LAUNCESTON, Australia, May 9 (Reuters): The pullback in China’s imports in April of crude oil and major bulk commodities, except coal, is more of a reminder that strong gains can’t last forever than a warning that demand is waning in the world’s biggest importer of natural resources. China's commodity imports
On the surface, the sharp falls in April imports of crude oil, iron ore and copper certainly appear to be a bearish signal, a warning that commodity-intensive sectors, such as construction and manufacturing, may be losing some momentum. However, there are some short-term factors that help explain the declines, and it’s far too early to call an end to the trend of robust demand for commodities in the world’s second-largest economy.
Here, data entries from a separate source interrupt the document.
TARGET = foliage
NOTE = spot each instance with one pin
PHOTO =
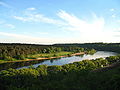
(76, 76)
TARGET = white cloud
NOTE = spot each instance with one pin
(4, 4)
(88, 31)
(94, 31)
(37, 17)
(113, 16)
(26, 38)
(31, 9)
(10, 26)
(81, 25)
(112, 9)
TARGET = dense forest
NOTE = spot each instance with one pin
(98, 74)
(14, 51)
(115, 47)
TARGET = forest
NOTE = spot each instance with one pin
(14, 51)
(95, 74)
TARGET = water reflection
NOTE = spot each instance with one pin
(59, 61)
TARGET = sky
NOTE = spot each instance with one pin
(59, 21)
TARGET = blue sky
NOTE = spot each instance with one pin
(59, 21)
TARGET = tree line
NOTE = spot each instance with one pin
(13, 51)
(74, 76)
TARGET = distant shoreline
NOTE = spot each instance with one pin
(38, 59)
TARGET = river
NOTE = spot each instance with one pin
(60, 61)
(66, 60)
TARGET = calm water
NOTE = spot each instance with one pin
(72, 59)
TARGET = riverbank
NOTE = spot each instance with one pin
(44, 58)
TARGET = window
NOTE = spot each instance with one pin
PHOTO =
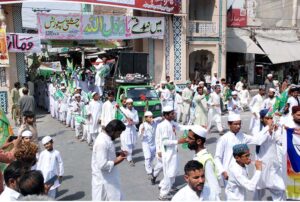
(3, 77)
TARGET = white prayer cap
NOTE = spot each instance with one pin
(199, 130)
(99, 60)
(26, 133)
(46, 139)
(129, 100)
(148, 113)
(168, 109)
(234, 93)
(234, 117)
(272, 90)
(94, 93)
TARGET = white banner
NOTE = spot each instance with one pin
(20, 42)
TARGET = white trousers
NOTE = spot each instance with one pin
(52, 193)
(158, 167)
(213, 116)
(277, 195)
(166, 186)
(186, 112)
(179, 111)
(149, 154)
(78, 129)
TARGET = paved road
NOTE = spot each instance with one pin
(77, 159)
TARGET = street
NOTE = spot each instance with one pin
(135, 185)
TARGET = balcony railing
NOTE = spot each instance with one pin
(203, 29)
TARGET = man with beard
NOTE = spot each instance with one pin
(270, 101)
(293, 99)
(105, 175)
(271, 176)
(196, 140)
(195, 190)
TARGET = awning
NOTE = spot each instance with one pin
(242, 44)
(239, 41)
(280, 51)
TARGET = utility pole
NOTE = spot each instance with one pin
(295, 13)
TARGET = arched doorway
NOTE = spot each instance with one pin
(202, 61)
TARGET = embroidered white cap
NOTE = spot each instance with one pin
(234, 93)
(46, 139)
(26, 133)
(234, 117)
(148, 113)
(129, 100)
(199, 130)
(168, 109)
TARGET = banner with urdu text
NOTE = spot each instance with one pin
(100, 27)
(292, 165)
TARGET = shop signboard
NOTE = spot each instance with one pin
(23, 43)
(236, 13)
(163, 6)
(100, 27)
(4, 61)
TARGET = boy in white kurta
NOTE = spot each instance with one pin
(51, 165)
(105, 174)
(94, 113)
(129, 136)
(239, 181)
(223, 154)
(108, 112)
(166, 131)
(147, 134)
(195, 190)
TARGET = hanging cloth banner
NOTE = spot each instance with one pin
(4, 61)
(22, 43)
(99, 27)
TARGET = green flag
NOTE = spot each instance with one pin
(5, 132)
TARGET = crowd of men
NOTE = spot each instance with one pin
(194, 109)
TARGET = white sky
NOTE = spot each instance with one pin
(29, 17)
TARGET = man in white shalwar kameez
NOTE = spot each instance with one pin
(270, 101)
(77, 107)
(147, 134)
(271, 177)
(105, 175)
(108, 110)
(165, 95)
(129, 136)
(51, 165)
(255, 107)
(214, 111)
(234, 104)
(239, 181)
(293, 100)
(223, 154)
(94, 113)
(195, 190)
(187, 97)
(166, 131)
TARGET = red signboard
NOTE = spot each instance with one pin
(163, 6)
(237, 18)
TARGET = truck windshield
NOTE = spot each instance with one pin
(140, 94)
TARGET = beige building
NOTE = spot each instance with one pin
(196, 36)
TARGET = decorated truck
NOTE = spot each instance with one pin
(131, 79)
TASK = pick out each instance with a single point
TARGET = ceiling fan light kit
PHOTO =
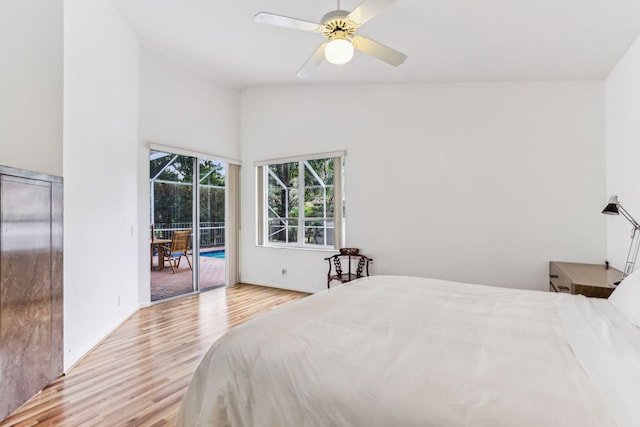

Take crude oil first, where April imports dropped to 8.37 million barrels per day (bpd), down nearly 9 per cent from a record 9.17 million bpd in March. But put that number into context and a different picture emerges. In the first four months of 2017, crude oil imports are up 12.5 per cent from the same period last year to around 8.46 million bpd. This is also substantially higher than the 7.6 million bpd imports averaged for 2016, showing that China’s appetite for crude has jumped substantially so far this year, notwithstanding the pullback in April. It’s also worth noting the impact of domestic policy considerations in China, with many of the smaller, private refiners believed to have nearly exhausted their first-half crude import quotas. This will likely lead to a moderation in imports in the second quarter before a likely recovery in the second half. Lower quotas for exports of refined products will also likely result in moderating crude imports, and April’s numbers show this dynamic at work. Exports of refined fuels fell 25.1 per cent in April from March, dropping to 3.5 million tonnes, or about 930,000 bpd. This lowered the growth rate of refined fuel exports to 15 per cent in the first four months of 2017 compared to the same period a year earlier, down from 22.6 per cent in the first quarter. Part of the recent surge in China’s crude imports has been related to the ability of both state and smaller refiners to export more refined products, so any reduction in exports will almost automatically result in lower oil imports. Iron ore imports slumped 13.9 per cent in April to 82.23 million tonnes, the lowest monthly total since October, again something that sounds bearish but isn’t really once viewed in context.